Daniel Buchner does a good job laying out this alternative vision in which the blockchain, while playing a crucial role, is not the end-all be-all. There’s no tokenomics. It’s traditional governance, in the sense that credentials are rooted in traditional institutions: the value of credentials derives from the trust that the public bestows on the issuing institutions, and their terms of use are reliant on external enforcement. But it’s traditional governance made super-efficient and highly flexible. In contrast, true cryptoeconomic designs typically aim for trustlessness and self-enforcing rules–a very valuable design, but, I’d argue, only appropriate for a limited number of very important use cases.
Finally, a web of hubs and agents would lend itself well to the development of data unions, something which Weyl and Posner advocate for in their book Radical Markets, and which could constitute a further overlay on top of data markets. The idea, a clin d’oeil to traditional trade unions, is for a group of data producers, who agree on common policies, to pool their data for efficiently trading it with AI customers. And hubs’ standard interfaces and agents’ standard protocols are the right primitives to effect such consolidation.
Envoi
AI is unlikely to lead to massive unemployment and the development of a “useless class”. But it does have centralizing tendencies, both political and economic, that should worry us. One way to counteract those tendencies is to re-architect the web in a more decentralized way–something that has been trumpeted by many for some time, most prominently by Tim Berners-Lee, the father of the world wide web.

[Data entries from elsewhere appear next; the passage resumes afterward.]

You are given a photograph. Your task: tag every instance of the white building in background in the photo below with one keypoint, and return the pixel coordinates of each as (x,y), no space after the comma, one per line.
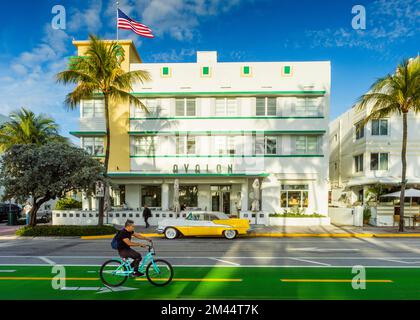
(216,127)
(361,157)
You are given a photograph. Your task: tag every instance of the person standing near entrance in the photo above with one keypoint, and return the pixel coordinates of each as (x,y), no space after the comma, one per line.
(146,215)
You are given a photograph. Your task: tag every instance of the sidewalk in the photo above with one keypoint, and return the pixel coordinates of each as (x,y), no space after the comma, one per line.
(8,232)
(331,231)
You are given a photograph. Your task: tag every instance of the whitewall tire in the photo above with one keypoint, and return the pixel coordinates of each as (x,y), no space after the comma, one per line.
(230,234)
(171,233)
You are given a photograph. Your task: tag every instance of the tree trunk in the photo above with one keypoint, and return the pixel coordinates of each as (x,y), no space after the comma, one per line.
(107,147)
(403,173)
(32,213)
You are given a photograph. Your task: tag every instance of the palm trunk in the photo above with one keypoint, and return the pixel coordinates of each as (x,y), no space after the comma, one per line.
(403,173)
(107,147)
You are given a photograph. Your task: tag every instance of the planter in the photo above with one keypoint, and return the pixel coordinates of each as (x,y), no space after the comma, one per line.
(282,221)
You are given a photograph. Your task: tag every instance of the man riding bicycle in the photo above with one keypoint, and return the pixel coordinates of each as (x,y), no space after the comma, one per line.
(125,244)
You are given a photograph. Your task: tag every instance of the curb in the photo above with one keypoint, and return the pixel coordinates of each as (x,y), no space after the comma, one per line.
(291,235)
(112,236)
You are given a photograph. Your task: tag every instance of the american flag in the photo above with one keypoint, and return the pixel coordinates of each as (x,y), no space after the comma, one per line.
(125,22)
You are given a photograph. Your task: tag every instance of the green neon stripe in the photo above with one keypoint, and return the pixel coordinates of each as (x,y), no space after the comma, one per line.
(227,93)
(227,132)
(140,174)
(230,156)
(87,133)
(217,118)
(218,93)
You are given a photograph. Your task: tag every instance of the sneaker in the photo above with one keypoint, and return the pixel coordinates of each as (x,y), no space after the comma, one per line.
(138,274)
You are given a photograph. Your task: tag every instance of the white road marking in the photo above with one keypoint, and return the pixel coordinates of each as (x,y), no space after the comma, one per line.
(225,261)
(311,261)
(45,259)
(315,249)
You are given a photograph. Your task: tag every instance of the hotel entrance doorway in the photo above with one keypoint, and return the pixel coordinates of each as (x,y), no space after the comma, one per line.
(220,198)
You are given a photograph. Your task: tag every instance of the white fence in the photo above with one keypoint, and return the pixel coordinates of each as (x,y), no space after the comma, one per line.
(74,217)
(346,216)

In my view, the self-sovereign identity movement has to-date the most fully-articulated vision for how to accomplish that and deserves more attention. What may unfold is a fundamental shift in the balance of power between a few platforms harvesting tons of data, and the multitude of internet users unwittingly giving it away. The outcome is a move away from a few powerful siren servers to a redistributive infrastructure where data, while decentralized, can be seamlessly traded, and the prosperity from the development of AI applications be shared.
That said, there are still many technological improvements needed before we get to a web of hubs and agents that can rival the convenience of today’s web experience. And perhaps most importantly, we will need to coordinate the adoption of those technologies from both end users and online service providers. LFG.